Each Spring I teach courses on Sports Analytics. These courses include both Marketing Analytics and On-Field Analytics. The “Blog” has tended to focus on the Marketing of Fan side. Moving forward, I think the balance is going to change a bit. My plan is to re-balance the blog to include more of the on-field topics.
Last year I published a series of posts related to the fundamentals of sports analytics. This material is relevant to both the marketing and the team performance sides of sports analytics. This series featured comments on organizational design and decision theory.
This series is going to be a bit different than the team and player “analytics” that we see on the web. Rather than present specific studies, I am going to begin with some fundamental principles and talk about a “general” approach to player analytics. There is a lot of material on the web related to very specific sports analytics questions. Analytics can be applied to baseball, football, soccer and every other sport. And within each of these games there are countless questions to be addressed.
Rather than contribute to the littered landscape, I want to talk about how I approach sports analytics questions. In some ways, this series is the blue print I use for thinking about sports analytics in the classroom. My starting point is that I want to provide skills and insights that can be applied to any sport. So we start with the fundamentals and we think a lot about how to structure problems. I want to supply grounded general principles that can be applied to any player analytics problem.

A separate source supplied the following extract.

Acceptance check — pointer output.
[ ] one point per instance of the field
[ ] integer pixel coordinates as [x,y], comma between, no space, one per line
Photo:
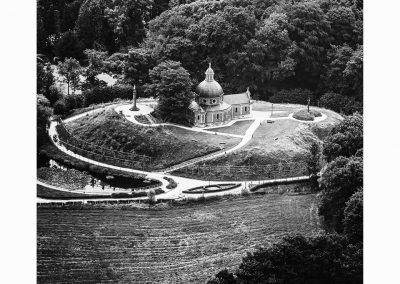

So what’s the plan? At a high level, sports analytics are about prediction. We will start with a discussion about what we should be predicting. This is a surprisingly complex issue. From there we will talk a little bit about different statistical models. This won’t be too bad, because I’m a firm believer in using the simplest possible models. The second half of the series will focus on different types of prediction problems. These will range from predicting booms and busts, to a look at how to do “comparables” in a better fashion. In terms of the data, I think it will be a mix of football and the other kind of football.